Key cultural figures have petitioned the Italian government for enormous cruise ships to be banned from the picturesque lagoon in Venice.
“We write to appeal for your active support … in safeguarding the city of Venice and its Lagoon,” the 21 signatories said in a letter published Thursday, addressed to Italy’s Prime Minister Mario Monti.
“Public opinion throughout the world regards the protection of Venice as a matter of extreme concern,” it said, stressing that decisions taken “often run contrary to the simplest criteria of prudent foresightedness and common sense.”
The petition, signed among others by Pierre Rosenberg — a former director of the Louvre museum — and American crime fiction author Donna Leon, warned the ships could cause serious damage to the environment and Venices heritage.
The letter slams “the increasing, invasive and uncontrolled presence of enormous cruise liners in the Lagoon, even in the immediate vicinity of the uniquely important buildings and sites around St.
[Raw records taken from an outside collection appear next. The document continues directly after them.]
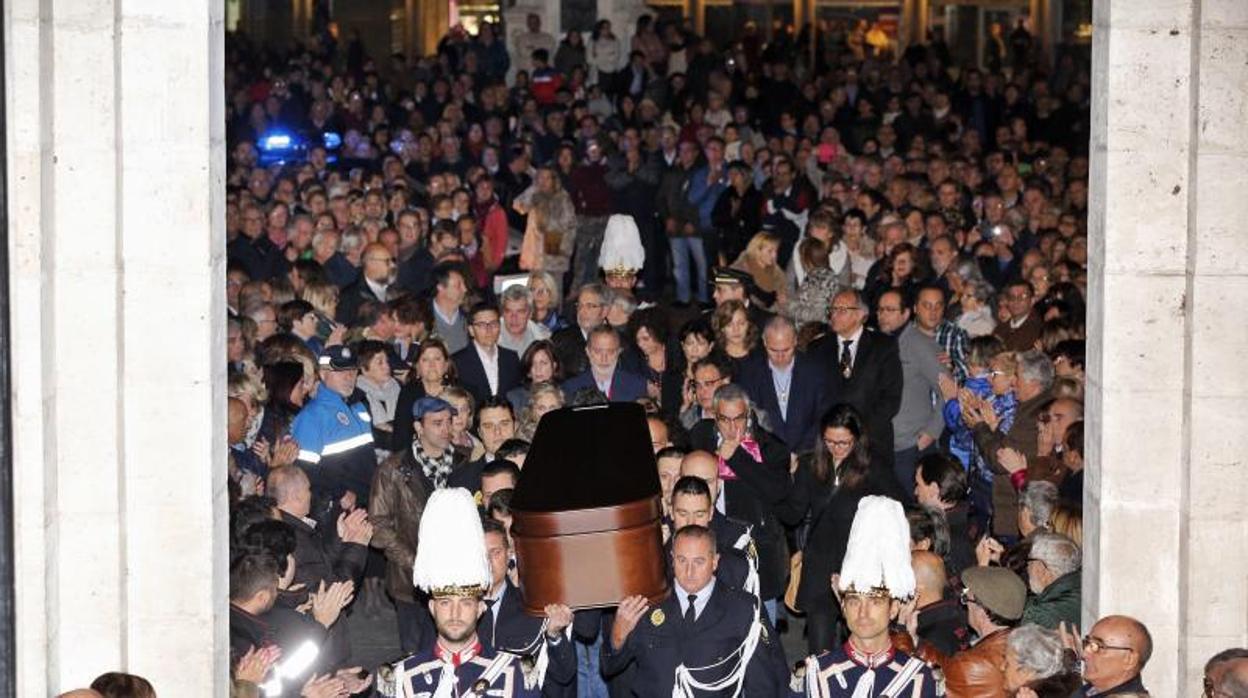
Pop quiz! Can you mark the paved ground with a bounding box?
[347,584,806,669]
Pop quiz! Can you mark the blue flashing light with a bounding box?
[258,132,295,150]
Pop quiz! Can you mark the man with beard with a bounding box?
[337,242,398,326]
[393,488,542,698]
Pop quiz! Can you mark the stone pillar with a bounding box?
[4,0,228,697]
[1083,0,1248,696]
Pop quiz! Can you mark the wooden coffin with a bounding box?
[512,402,668,614]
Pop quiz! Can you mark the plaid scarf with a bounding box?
[412,438,454,489]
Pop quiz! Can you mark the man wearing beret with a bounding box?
[941,567,1027,698]
[368,396,463,652]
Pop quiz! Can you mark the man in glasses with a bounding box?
[1065,616,1153,698]
[680,384,790,622]
[336,242,398,326]
[941,567,1027,696]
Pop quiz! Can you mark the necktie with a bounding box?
[477,598,498,646]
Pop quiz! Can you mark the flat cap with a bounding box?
[962,567,1027,621]
[316,345,359,371]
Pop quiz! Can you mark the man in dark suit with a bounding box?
[334,242,394,327]
[550,283,610,376]
[738,316,826,452]
[477,521,577,698]
[680,383,790,618]
[563,325,646,402]
[603,526,787,698]
[665,476,758,593]
[810,291,901,466]
[451,303,520,405]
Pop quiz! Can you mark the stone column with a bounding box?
[1083,0,1248,696]
[4,0,228,696]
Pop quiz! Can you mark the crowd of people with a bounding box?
[189,9,1248,698]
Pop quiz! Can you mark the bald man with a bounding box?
[336,242,398,327]
[1075,616,1153,698]
[907,551,970,658]
[267,466,373,589]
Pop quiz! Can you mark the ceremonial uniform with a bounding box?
[394,642,540,698]
[477,579,577,698]
[792,642,943,698]
[291,385,377,506]
[603,582,787,698]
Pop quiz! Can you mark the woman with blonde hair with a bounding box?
[515,382,564,442]
[512,167,577,272]
[733,231,789,308]
[711,301,759,376]
[528,271,567,332]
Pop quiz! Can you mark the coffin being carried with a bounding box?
[512,402,668,616]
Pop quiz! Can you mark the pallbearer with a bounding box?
[394,488,540,698]
[792,497,938,698]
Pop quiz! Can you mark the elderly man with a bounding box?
[429,262,468,353]
[1065,616,1153,698]
[498,283,550,356]
[739,316,827,452]
[603,524,786,698]
[1022,531,1082,631]
[941,567,1027,698]
[368,397,464,652]
[336,242,398,326]
[267,468,373,589]
[879,291,948,504]
[291,346,377,524]
[810,291,902,469]
[680,383,790,618]
[993,280,1045,351]
[563,325,646,402]
[550,283,612,376]
[962,351,1053,538]
[680,353,733,430]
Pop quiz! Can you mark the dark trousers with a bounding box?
[394,599,437,654]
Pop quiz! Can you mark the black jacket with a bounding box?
[689,420,790,601]
[736,353,827,452]
[780,456,901,612]
[603,583,789,698]
[282,502,368,591]
[809,328,901,463]
[451,340,520,405]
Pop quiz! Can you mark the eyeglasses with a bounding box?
[1083,636,1134,654]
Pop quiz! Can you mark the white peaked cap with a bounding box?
[598,214,645,272]
[412,487,490,596]
[840,496,915,598]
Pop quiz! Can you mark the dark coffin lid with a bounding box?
[512,402,659,512]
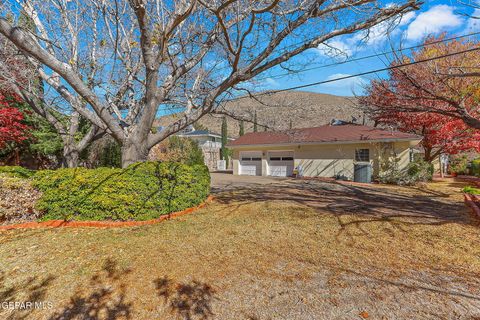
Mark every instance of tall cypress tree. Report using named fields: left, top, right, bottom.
left=220, top=117, right=228, bottom=162
left=238, top=120, right=245, bottom=137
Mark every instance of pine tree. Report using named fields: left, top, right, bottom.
left=238, top=120, right=245, bottom=137
left=220, top=117, right=228, bottom=162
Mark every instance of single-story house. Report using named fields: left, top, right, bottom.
left=228, top=124, right=422, bottom=181
left=177, top=126, right=234, bottom=171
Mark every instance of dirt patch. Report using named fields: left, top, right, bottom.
left=0, top=175, right=41, bottom=225
left=0, top=181, right=480, bottom=320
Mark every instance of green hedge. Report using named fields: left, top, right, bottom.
left=33, top=162, right=210, bottom=221
left=0, top=166, right=35, bottom=178
left=462, top=186, right=480, bottom=195
left=472, top=159, right=480, bottom=177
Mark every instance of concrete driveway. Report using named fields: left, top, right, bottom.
left=210, top=172, right=291, bottom=193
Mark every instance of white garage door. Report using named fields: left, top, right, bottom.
left=268, top=151, right=294, bottom=177
left=239, top=152, right=262, bottom=176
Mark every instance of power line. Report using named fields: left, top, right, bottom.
left=257, top=32, right=480, bottom=80
left=224, top=47, right=480, bottom=102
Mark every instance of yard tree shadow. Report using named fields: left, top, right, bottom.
left=49, top=259, right=132, bottom=320
left=0, top=271, right=55, bottom=320
left=154, top=276, right=215, bottom=320
left=216, top=180, right=479, bottom=227
left=0, top=259, right=216, bottom=320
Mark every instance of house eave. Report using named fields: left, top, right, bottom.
left=227, top=137, right=422, bottom=149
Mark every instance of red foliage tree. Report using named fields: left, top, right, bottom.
left=0, top=93, right=28, bottom=148
left=360, top=37, right=480, bottom=162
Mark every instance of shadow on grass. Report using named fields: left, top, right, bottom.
left=154, top=276, right=215, bottom=320
left=49, top=259, right=132, bottom=320
left=0, top=272, right=55, bottom=320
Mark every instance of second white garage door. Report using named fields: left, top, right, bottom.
left=268, top=151, right=294, bottom=177
left=239, top=151, right=262, bottom=176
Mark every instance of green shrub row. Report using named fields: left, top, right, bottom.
left=471, top=159, right=480, bottom=177
left=33, top=162, right=210, bottom=221
left=0, top=166, right=35, bottom=179
left=379, top=159, right=434, bottom=185
left=462, top=186, right=480, bottom=195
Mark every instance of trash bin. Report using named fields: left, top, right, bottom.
left=353, top=163, right=372, bottom=183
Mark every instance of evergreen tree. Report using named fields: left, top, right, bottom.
left=220, top=117, right=228, bottom=162
left=238, top=120, right=245, bottom=137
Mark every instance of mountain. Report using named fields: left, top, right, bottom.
left=156, top=91, right=369, bottom=137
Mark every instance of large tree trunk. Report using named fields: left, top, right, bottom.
left=122, top=140, right=149, bottom=168
left=63, top=145, right=80, bottom=168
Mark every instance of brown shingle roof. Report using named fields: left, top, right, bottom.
left=228, top=124, right=421, bottom=147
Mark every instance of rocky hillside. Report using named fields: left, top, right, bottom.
left=158, top=91, right=368, bottom=137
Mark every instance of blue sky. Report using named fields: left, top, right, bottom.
left=260, top=0, right=480, bottom=96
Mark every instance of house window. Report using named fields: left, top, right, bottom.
left=355, top=149, right=370, bottom=162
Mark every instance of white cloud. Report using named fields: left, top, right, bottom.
left=406, top=4, right=464, bottom=40
left=467, top=6, right=480, bottom=32
left=318, top=12, right=415, bottom=58
left=352, top=12, right=415, bottom=45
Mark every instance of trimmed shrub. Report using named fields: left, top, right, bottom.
left=0, top=166, right=35, bottom=179
left=33, top=162, right=210, bottom=221
left=471, top=159, right=480, bottom=177
left=379, top=160, right=434, bottom=185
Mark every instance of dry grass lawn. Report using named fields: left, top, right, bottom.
left=0, top=180, right=480, bottom=320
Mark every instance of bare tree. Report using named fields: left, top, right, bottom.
left=0, top=11, right=105, bottom=168
left=0, top=0, right=421, bottom=166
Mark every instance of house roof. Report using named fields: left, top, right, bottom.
left=228, top=124, right=422, bottom=147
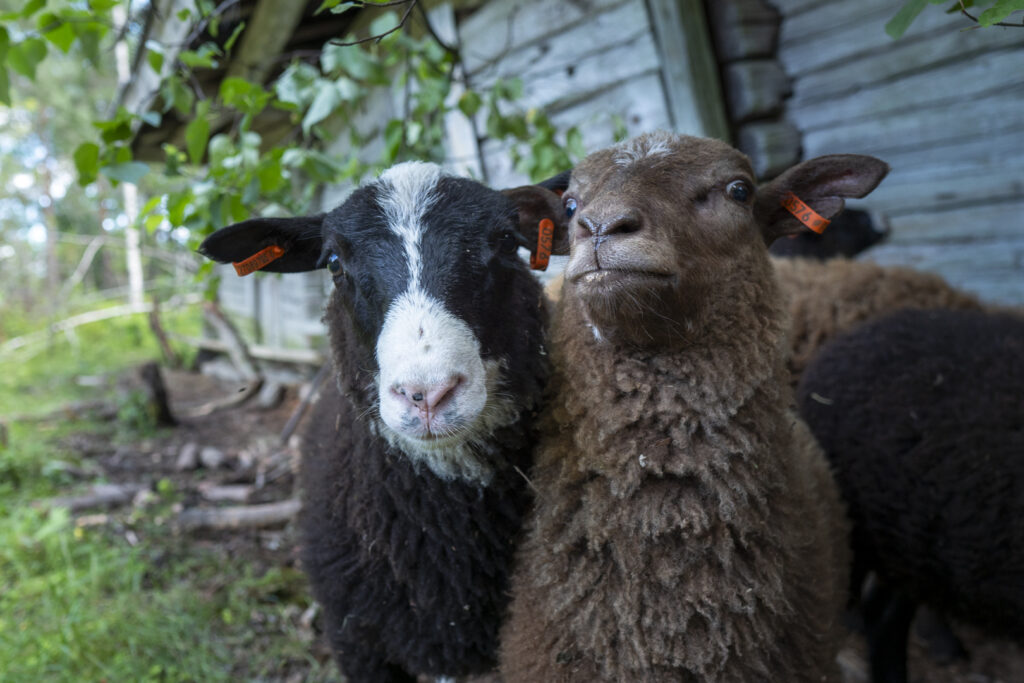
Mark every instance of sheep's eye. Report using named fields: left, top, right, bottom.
left=565, top=197, right=575, bottom=218
left=725, top=180, right=751, bottom=204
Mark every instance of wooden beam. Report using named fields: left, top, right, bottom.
left=647, top=0, right=729, bottom=140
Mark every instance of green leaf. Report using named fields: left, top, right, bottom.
left=37, top=12, right=75, bottom=54
left=313, top=0, right=342, bottom=16
left=178, top=50, right=216, bottom=69
left=138, top=195, right=163, bottom=216
left=168, top=78, right=196, bottom=117
left=138, top=112, right=164, bottom=128
left=7, top=38, right=46, bottom=81
left=99, top=161, right=150, bottom=184
left=302, top=84, right=342, bottom=135
left=224, top=22, right=246, bottom=52
left=185, top=116, right=210, bottom=166
left=73, top=142, right=99, bottom=187
left=73, top=24, right=106, bottom=67
left=220, top=77, right=271, bottom=116
left=459, top=90, right=483, bottom=119
left=273, top=61, right=319, bottom=105
left=886, top=0, right=928, bottom=39
left=370, top=10, right=399, bottom=36
left=978, top=0, right=1024, bottom=27
left=22, top=0, right=46, bottom=18
left=256, top=159, right=286, bottom=195
left=144, top=215, right=164, bottom=234
left=209, top=133, right=234, bottom=169
left=384, top=119, right=404, bottom=165
left=145, top=50, right=164, bottom=76
left=321, top=43, right=391, bottom=85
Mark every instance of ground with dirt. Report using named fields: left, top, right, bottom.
left=68, top=370, right=1024, bottom=683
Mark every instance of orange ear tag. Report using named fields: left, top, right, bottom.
left=529, top=218, right=555, bottom=270
left=231, top=245, right=285, bottom=278
left=781, top=193, right=831, bottom=234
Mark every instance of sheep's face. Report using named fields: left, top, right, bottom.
left=562, top=132, right=889, bottom=346
left=562, top=134, right=764, bottom=346
left=204, top=163, right=561, bottom=480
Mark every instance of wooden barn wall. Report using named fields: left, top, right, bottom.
left=458, top=0, right=727, bottom=187
left=220, top=0, right=728, bottom=347
left=771, top=0, right=1024, bottom=304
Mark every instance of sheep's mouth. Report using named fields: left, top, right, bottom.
left=572, top=268, right=672, bottom=286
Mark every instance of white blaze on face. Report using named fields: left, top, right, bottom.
left=377, top=162, right=507, bottom=481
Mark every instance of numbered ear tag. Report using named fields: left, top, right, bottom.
left=529, top=218, right=555, bottom=270
left=231, top=245, right=285, bottom=276
left=781, top=193, right=831, bottom=234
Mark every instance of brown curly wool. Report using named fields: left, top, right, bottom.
left=501, top=134, right=886, bottom=683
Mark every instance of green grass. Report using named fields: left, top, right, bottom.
left=0, top=307, right=202, bottom=416
left=0, top=311, right=337, bottom=683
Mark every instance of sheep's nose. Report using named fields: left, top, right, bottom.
left=391, top=375, right=462, bottom=414
left=575, top=211, right=643, bottom=240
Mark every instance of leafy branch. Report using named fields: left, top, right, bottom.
left=886, top=0, right=1024, bottom=38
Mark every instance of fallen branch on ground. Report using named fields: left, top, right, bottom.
left=0, top=294, right=203, bottom=353
left=41, top=483, right=150, bottom=512
left=178, top=377, right=263, bottom=418
left=177, top=499, right=300, bottom=530
left=281, top=362, right=331, bottom=444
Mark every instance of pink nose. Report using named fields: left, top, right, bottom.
left=391, top=376, right=462, bottom=415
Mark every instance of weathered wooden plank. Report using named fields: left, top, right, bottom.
left=723, top=59, right=792, bottom=123
left=804, top=89, right=1024, bottom=158
left=707, top=0, right=782, bottom=25
left=778, top=0, right=963, bottom=76
left=778, top=0, right=896, bottom=46
left=482, top=72, right=671, bottom=187
left=647, top=0, right=729, bottom=140
left=851, top=168, right=1024, bottom=215
left=499, top=27, right=660, bottom=112
left=786, top=48, right=1024, bottom=132
left=770, top=0, right=835, bottom=16
left=885, top=130, right=1024, bottom=182
left=459, top=0, right=622, bottom=73
left=736, top=121, right=800, bottom=178
left=712, top=18, right=778, bottom=62
left=790, top=20, right=1024, bottom=106
left=864, top=237, right=1024, bottom=305
left=468, top=2, right=654, bottom=85
left=850, top=199, right=1024, bottom=245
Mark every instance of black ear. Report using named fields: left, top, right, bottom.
left=754, top=155, right=889, bottom=245
left=502, top=171, right=571, bottom=254
left=199, top=214, right=324, bottom=274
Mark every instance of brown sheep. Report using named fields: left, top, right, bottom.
left=501, top=133, right=888, bottom=683
left=545, top=253, right=986, bottom=387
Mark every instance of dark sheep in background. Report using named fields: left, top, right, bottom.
left=772, top=258, right=984, bottom=386
left=798, top=310, right=1024, bottom=683
left=768, top=209, right=890, bottom=261
left=202, top=163, right=564, bottom=683
left=501, top=133, right=888, bottom=683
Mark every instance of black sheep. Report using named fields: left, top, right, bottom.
left=798, top=310, right=1024, bottom=683
left=202, top=163, right=564, bottom=683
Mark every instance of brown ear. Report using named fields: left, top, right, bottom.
left=502, top=172, right=569, bottom=260
left=754, top=155, right=889, bottom=245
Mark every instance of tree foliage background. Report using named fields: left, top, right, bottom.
left=0, top=0, right=583, bottom=341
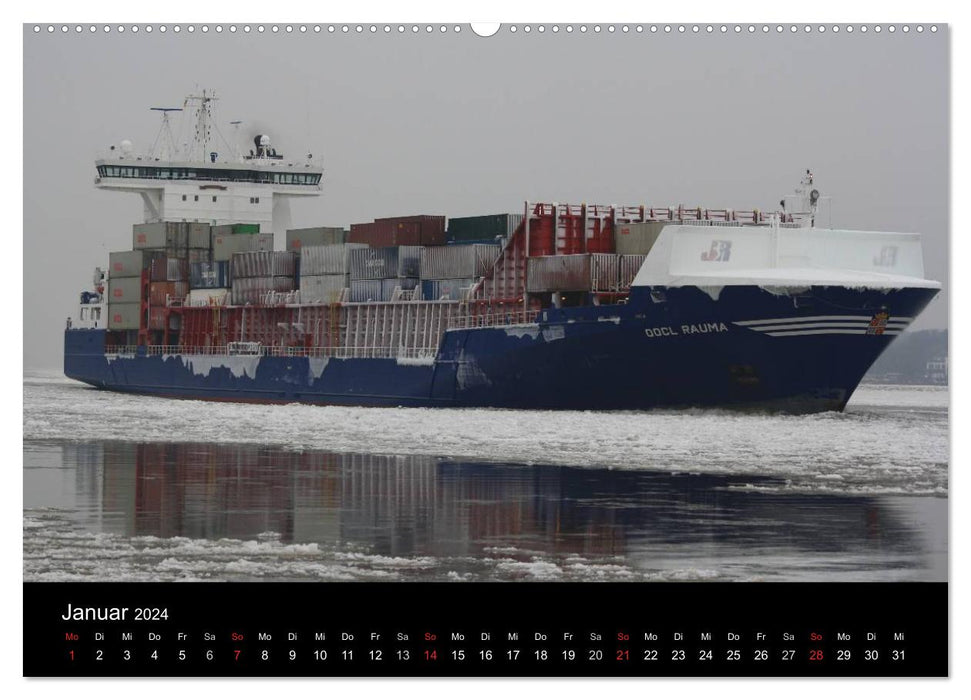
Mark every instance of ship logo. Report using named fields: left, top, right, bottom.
left=873, top=245, right=897, bottom=267
left=866, top=311, right=890, bottom=335
left=701, top=241, right=732, bottom=262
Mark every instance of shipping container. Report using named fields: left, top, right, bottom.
left=185, top=289, right=229, bottom=306
left=165, top=258, right=189, bottom=282
left=300, top=243, right=367, bottom=276
left=232, top=275, right=294, bottom=305
left=381, top=277, right=421, bottom=301
left=108, top=250, right=165, bottom=279
left=347, top=216, right=445, bottom=248
left=617, top=255, right=647, bottom=289
left=186, top=248, right=212, bottom=265
left=287, top=226, right=347, bottom=251
left=108, top=302, right=142, bottom=331
left=148, top=307, right=182, bottom=331
left=526, top=253, right=618, bottom=293
left=212, top=232, right=273, bottom=261
left=614, top=221, right=670, bottom=255
left=132, top=221, right=189, bottom=250
left=188, top=221, right=212, bottom=250
left=421, top=279, right=476, bottom=301
left=149, top=256, right=189, bottom=282
left=230, top=250, right=297, bottom=280
left=189, top=260, right=230, bottom=289
left=300, top=275, right=350, bottom=304
left=446, top=214, right=523, bottom=242
left=108, top=277, right=142, bottom=304
left=348, top=279, right=382, bottom=301
left=148, top=282, right=189, bottom=306
left=349, top=246, right=421, bottom=280
left=421, top=244, right=500, bottom=280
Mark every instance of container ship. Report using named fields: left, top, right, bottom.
left=64, top=92, right=940, bottom=413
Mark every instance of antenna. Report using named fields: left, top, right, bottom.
left=183, top=90, right=218, bottom=161
left=229, top=119, right=243, bottom=160
left=149, top=107, right=182, bottom=160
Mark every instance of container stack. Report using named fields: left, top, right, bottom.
left=526, top=253, right=620, bottom=293
left=287, top=226, right=347, bottom=253
left=617, top=255, right=647, bottom=291
left=132, top=221, right=189, bottom=258
left=107, top=250, right=148, bottom=331
left=614, top=221, right=670, bottom=255
left=210, top=224, right=273, bottom=262
left=298, top=243, right=367, bottom=304
left=230, top=250, right=297, bottom=306
left=421, top=243, right=501, bottom=300
left=349, top=245, right=422, bottom=301
left=347, top=214, right=445, bottom=248
left=445, top=214, right=523, bottom=244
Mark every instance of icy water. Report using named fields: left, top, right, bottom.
left=23, top=375, right=948, bottom=581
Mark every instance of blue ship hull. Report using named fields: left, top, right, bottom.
left=64, top=286, right=937, bottom=413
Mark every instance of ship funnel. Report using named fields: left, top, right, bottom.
left=253, top=134, right=270, bottom=156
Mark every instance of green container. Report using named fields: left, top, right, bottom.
left=446, top=214, right=523, bottom=242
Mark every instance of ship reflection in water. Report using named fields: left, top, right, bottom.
left=24, top=442, right=947, bottom=580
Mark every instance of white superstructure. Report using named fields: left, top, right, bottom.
left=94, top=90, right=323, bottom=232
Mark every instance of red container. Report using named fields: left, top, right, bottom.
left=347, top=215, right=445, bottom=248
left=374, top=214, right=445, bottom=245
left=148, top=282, right=189, bottom=307
left=148, top=306, right=180, bottom=331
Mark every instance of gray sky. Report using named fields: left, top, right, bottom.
left=24, top=26, right=950, bottom=368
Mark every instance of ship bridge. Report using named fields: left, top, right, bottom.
left=94, top=91, right=323, bottom=232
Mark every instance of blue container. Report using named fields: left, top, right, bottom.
left=189, top=260, right=230, bottom=289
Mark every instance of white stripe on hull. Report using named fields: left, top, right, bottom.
left=733, top=316, right=914, bottom=326
left=766, top=328, right=900, bottom=337
left=749, top=321, right=907, bottom=331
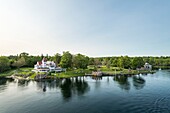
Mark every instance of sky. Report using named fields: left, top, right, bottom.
left=0, top=0, right=170, bottom=57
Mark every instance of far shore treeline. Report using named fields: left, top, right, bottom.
left=0, top=51, right=170, bottom=72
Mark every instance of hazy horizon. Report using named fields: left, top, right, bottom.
left=0, top=0, right=170, bottom=57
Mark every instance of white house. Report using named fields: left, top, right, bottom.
left=34, top=58, right=62, bottom=72
left=144, top=63, right=152, bottom=70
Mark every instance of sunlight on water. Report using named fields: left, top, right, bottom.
left=0, top=70, right=170, bottom=113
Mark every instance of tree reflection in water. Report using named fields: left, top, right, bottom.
left=60, top=77, right=90, bottom=99
left=133, top=75, right=145, bottom=90
left=113, top=75, right=130, bottom=91
left=0, top=78, right=14, bottom=93
left=36, top=77, right=90, bottom=100
left=18, top=80, right=30, bottom=87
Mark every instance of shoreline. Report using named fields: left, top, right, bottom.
left=0, top=70, right=157, bottom=81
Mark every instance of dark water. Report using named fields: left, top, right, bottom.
left=0, top=70, right=170, bottom=113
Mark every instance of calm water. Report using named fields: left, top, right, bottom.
left=0, top=70, right=170, bottom=113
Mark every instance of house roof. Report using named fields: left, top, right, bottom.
left=42, top=57, right=47, bottom=62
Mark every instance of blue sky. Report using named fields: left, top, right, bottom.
left=0, top=0, right=170, bottom=57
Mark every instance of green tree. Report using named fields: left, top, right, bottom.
left=60, top=51, right=72, bottom=68
left=53, top=53, right=61, bottom=66
left=132, top=57, right=144, bottom=69
left=73, top=54, right=89, bottom=69
left=0, top=56, right=10, bottom=72
left=12, top=57, right=26, bottom=68
left=118, top=56, right=131, bottom=69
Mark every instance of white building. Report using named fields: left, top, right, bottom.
left=34, top=58, right=62, bottom=72
left=144, top=63, right=152, bottom=70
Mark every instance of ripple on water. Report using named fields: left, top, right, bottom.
left=148, top=95, right=170, bottom=113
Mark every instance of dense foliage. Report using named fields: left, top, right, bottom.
left=0, top=51, right=170, bottom=72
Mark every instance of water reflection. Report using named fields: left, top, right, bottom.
left=36, top=77, right=90, bottom=100
left=133, top=75, right=145, bottom=90
left=60, top=77, right=90, bottom=99
left=18, top=80, right=30, bottom=87
left=0, top=78, right=14, bottom=93
left=113, top=75, right=130, bottom=91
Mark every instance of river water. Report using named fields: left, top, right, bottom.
left=0, top=70, right=170, bottom=113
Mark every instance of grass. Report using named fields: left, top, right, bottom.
left=51, top=69, right=91, bottom=78
left=0, top=66, right=157, bottom=79
left=0, top=67, right=35, bottom=77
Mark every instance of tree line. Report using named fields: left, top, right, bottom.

Marks Basilica.”
The signatories said they were “surprised and shocked” that a restriction imposed in March which banned ships of over 40,000 tons — only a little smaller than the Titanic — from entering St. Marks Basin had been suspended.
The ban on cruise ships sailing too close to the coast in Venice and in nature reserves was imposed after the shipwreck of the Costa Concordia luxury liner off Giglio island in January, notably to protect the environment.